Langkah kedepan UU Cipta Kerja

Putusan MK No. 91/PUU-XVIII/2020 membuka babak baru UU Cipta Kerja. Pekerjaan rumah yang perlu dilakukan oleh Pemerintah dan DPR sebenarnya cukup berat berkaitan dengan pelaksanaan Putusan MK tersebut. Pertama, Pemerintah dan DPR perlu memperbaiki pembentukan UU Cipta Kerja. Pertanyaan yang timbul adalah bagaimana cara memperbaiki pembentukan undang-undang yang sudah jadi, padahal UU Cipta Kerja masih berlaku?

Terhadap pertanyaan ini Penulis mengajukan beberapa usul yakni pemerintah perlu segera memulai proses revisi UU Cipta Kerja, dalam proses ini, Pemerintah dan DPR perlu mengindahkan tiga hal penting yang ada dalam pertimbangan hakim MK. Ketiga hal tersebut antara lain; (1) kesesuaian dengan teknik perancangan peraturan perundang-undangan sesuai dengan Lampiran II UU PPP, (2) membuka seluas-luasnya partisipasi masyarakat yang mau mengkritisi dan memberi masukan terhadap revisi UU Cipta Kerja, dan (3) menghindari adanya perubahan substansi yang ‘mendadak’ ada di sela-sela proses persetujuan bersama Presiden dan DPR dan pengesahan.

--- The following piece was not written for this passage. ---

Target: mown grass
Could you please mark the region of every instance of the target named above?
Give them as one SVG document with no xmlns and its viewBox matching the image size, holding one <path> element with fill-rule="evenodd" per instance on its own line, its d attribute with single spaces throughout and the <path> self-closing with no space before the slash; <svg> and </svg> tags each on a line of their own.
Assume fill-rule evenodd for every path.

Terhadap teknik pembentukan UU Cipta Kerja, Penulis mengusulkan untuk menggunakan konsep yang sudah ada dalam Lampiran II UU PPP yakni mengajukan UU baru yang ketentuan perubahannya diadopsi ke dalam format UU baru serta mencabut keseluruhan UU lama (UU yang diubah sebagian oleh UU cipta kerja) di ketentuan penutup. Hal ini tentu akan menimbulkan jumlah pasal yang sangat banyak, sehingga Penulis mengusulkan teknik grouping yang dipakai dalam UU Cipta Kerja yang baru adalah memakai pengelompokan ‘Buku’, sehingga memudahkan klasterisasi ketentuan beberapa UU yang diubah.

Terhadap arahan MK mengenai partisipasi masyarakat, Penulis mengingatkan kembali bahwa untuk mendapatkan usulan dan partisipasi masyarakat memerlukan waktu yang cukup. Hal ini Penulis anggap esensial dalam menaati putusan MK dimaksud. Waktu yang cukup bukan hanya penting untuk mendapatkan usulan dan partisipasi masyarakat, namun juga untuk memeriksa ulang ketentuan-ketentuan yang salah rujuk atau salah tulis sebagaimana pernah terdapat kesalahan dalam pasal di UU Cipta Kerja. Putusan MK No. 91/PUU-XVIII/2020 membuka ruang untuk Presiden dan DPR melakukan perubahan substansi yang selama ini dipermasalahkan oleh masyarakat baik di jalur formal (pengajuan permohonan pengajuan materiil di MK) maupun informal (kritik dan saran di media massa maupun demonstrasi).

Jika pemerintah dan DPR dapat dengan tepat menanggapi Putusan MK No. 91/PUU-XVIII/2020 maka sebenarnya Pemerintah dan DPR dapat menjadikan momentum ini sebagai kesempatan kedua untuk memperbaiki kesalahan terdahulu di UU Cipta Kerja. Namun, jika kesempatan ini tidak disikapi dengan baik, maka babak baru UU Cipta Kerja hanya akan menambah babak belur sistem perundang-undangan Indonesia.

*)Fitriani Ahlan Sjarif adalah Saksi Ahli Uji Formil UU Cipta Kerja dari Pemohon, Dosen Perundang-undangan Fakultas Hukum UI, dan Direktur Indonesian Center for Legislative Drafting.

Artikel kolom ini adalah tulisan pribadi Penulis, Isinya tidak mewakili pandangan Redaksi Hukumonline. Artikel ini merupakan kerja sama Hukumonline dengan Fakultas Hukum Universitas Indonesia dalam program Hukumonline University Solution.